R – How to correctly display Japanese RTF Fonts

delphifontsrtfunicode

I am working on an application in Delphi 2009 which makes heavy use of RTF, edited using TRichEdit and TLMDRichEdit. Users who entered Japanese text in these RTF controls have been submitting intermittent reports about the Japanese text being displayed as gibberish when reloading the content, both on Win XP and Vista, with Eastern Language Support installed.

Typically, English and Japanese is mixed and is mostly displayed without a problem, for example:

Inventory turns partnerships.  在庫回転率の

(my apologies if the Japanese text is broken incorrectly – I do not speak or read the language).

Quite frequently however, only the Japanese portion of the text will be gibberish, for example:

ŒÉñ?“]-¦Œüã‚Ì·•Ê‰?-vˆö‚ðŽû‰v‚ÉŒø‰?“I‚ÉŒ‹‚т‚¯‚é’mŽ¯‚ª‘÷Ý‚·‚é?(マーケットセクター、
見込み客の優  先順位と彼らに販売する知識)

From extensive online searching, it appears that the problem is as a result of the fonts saved as part of the RTF. Fonts present on Japanese language version of Windows is not necessarily the same as a US English version. It is possible to programmatically replace the fonts in the RTF file which yields an almost acceptable result, i.e.

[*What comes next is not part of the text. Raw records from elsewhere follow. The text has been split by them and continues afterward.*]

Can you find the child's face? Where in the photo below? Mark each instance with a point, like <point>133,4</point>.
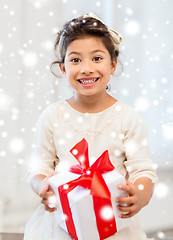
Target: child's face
<point>88,66</point>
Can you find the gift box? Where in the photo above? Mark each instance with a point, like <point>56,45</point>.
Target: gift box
<point>86,196</point>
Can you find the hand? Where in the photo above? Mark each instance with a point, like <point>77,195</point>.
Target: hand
<point>135,200</point>
<point>47,195</point>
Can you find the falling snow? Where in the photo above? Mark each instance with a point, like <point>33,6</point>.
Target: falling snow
<point>27,85</point>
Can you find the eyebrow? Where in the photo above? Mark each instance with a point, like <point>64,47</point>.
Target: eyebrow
<point>78,53</point>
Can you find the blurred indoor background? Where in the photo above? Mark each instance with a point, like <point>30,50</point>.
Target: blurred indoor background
<point>27,33</point>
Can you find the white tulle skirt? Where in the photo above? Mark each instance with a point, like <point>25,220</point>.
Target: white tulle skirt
<point>44,226</point>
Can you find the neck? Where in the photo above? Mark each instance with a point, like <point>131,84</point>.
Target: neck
<point>91,104</point>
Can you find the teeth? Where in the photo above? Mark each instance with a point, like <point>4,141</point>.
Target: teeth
<point>88,81</point>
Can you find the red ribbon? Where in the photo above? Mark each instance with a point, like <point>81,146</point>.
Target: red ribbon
<point>91,178</point>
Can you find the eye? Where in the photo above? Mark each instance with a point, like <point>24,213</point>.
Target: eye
<point>75,60</point>
<point>97,59</point>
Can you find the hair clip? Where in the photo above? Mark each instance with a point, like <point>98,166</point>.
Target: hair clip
<point>115,35</point>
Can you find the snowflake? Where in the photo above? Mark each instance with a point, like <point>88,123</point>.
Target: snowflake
<point>17,145</point>
<point>167,131</point>
<point>107,213</point>
<point>30,59</point>
<point>161,190</point>
<point>132,28</point>
<point>142,104</point>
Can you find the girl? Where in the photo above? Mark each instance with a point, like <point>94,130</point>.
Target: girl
<point>87,56</point>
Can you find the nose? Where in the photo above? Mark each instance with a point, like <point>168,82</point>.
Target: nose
<point>87,67</point>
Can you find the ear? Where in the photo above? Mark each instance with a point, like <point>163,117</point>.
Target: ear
<point>62,68</point>
<point>113,65</point>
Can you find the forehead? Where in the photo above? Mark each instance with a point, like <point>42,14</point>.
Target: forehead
<point>85,44</point>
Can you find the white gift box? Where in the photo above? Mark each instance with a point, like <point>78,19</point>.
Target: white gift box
<point>81,204</point>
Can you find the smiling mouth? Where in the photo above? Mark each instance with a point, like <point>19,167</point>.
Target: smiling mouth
<point>88,80</point>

-D‚‚スƒIƒyƒŒ[ƒVƒ・“‚ニƒƒWƒXƒeƒBƒbƒN‚フƒpƒtƒH[ƒ}ƒ“ƒX‚-˜‰v‚ノŒ‹‚ム‚ツ‚ッ‚ネ‚「‚±ニ‚ヘ?A‘‚「‚ノ-ウ‘ハ‚ナ‚ ‚驕B‚サ‚‚ヘAl“セ‚オ‚ス・‘P‚フˆロ‚ƒƒXƒN‚ノ‚ウ‚‚キB

However, there are still quite a few "junk" characters in there which are not correctly recognized as Japanese characters. Looking at the raw RTF you'll see the following:

-D\'82\'82\u65405?\'83I\'83y\'83\'8c[\'83V\'83\u12539?\ldblquote\'82\u65414?

Clearly, the Unicode characters are rendered correctly, but for example the \'82\'82 pair of characters should be something else? My guess is that it actually represents a double byte character of some sort, which was for some mysterious reason encoded as two separate characters rather than a single Unicode character.

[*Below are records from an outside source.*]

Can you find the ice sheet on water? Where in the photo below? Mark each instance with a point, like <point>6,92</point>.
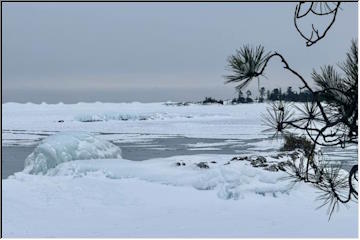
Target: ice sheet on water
<point>68,146</point>
<point>229,181</point>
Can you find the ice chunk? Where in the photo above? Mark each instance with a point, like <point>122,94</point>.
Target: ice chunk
<point>68,146</point>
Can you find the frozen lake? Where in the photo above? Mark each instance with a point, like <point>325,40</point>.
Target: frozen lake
<point>142,194</point>
<point>14,155</point>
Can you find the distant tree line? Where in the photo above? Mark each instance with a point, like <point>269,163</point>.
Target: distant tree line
<point>274,95</point>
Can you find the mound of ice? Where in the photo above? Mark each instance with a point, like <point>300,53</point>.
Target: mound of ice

Is there a generic, (relatively) foolproof way to take RTF containing Eastern Languages and reliably displaying it again?


For completeness sake, I updated the RTF font table in the following way:

  • Replaced the font name "?l?r ?o?S?V?b?N;" with "\'82\'6c\'82\'72 \'82\'6f\'83\'53\'83\'56\'83\'62\'83\'4e;"
  • Updated font names by replacing "\froman\fprq1\fcharset0 " with "\fnil\fprq1\fcharset128 "
  • Updated font names by replacing "\froman\fprq1\fcharset238 " with "\fnil\fprq1\fcharset128 "
  • Updated font names by replacing "\froman\fprq1 " with "\fnil\fprq1\fcharset128 "
  • Replacing font name "?? ?????;" with "\'82\'6c\'82\'72 \'82\'6f\'83\'53\'83\'56\'83\'62\'83\'4e;"

Update: Updating font names alone wont make a difference. The locale seems to be the big problem. I have seen a few site discussing ways around converting the display of Japanese RTF to something most reader would handle, but I haven't found a solution yet, see for example:
here and here.

Best Answer

My guess is that changing font names in the RTF has probably made things worse. If a font specified in the RTF is not a Unicode font, then surely the characters due to be rendered in that font will be encoded as Shift-JIS, not as Unicode. And then so will the other characters in the text. So treating the whole thing as Unicode, or appending Unicode text, will cause the corruption you see. You need to establish whether RTF you import is encoded Shift-JIS or Unicode, and also whether the machine you are running on (and therefore D2009 default input format) is Japanese or not. In Japan, if a text file has no Unicode BOM it would usually be Shift-JIS (but not always).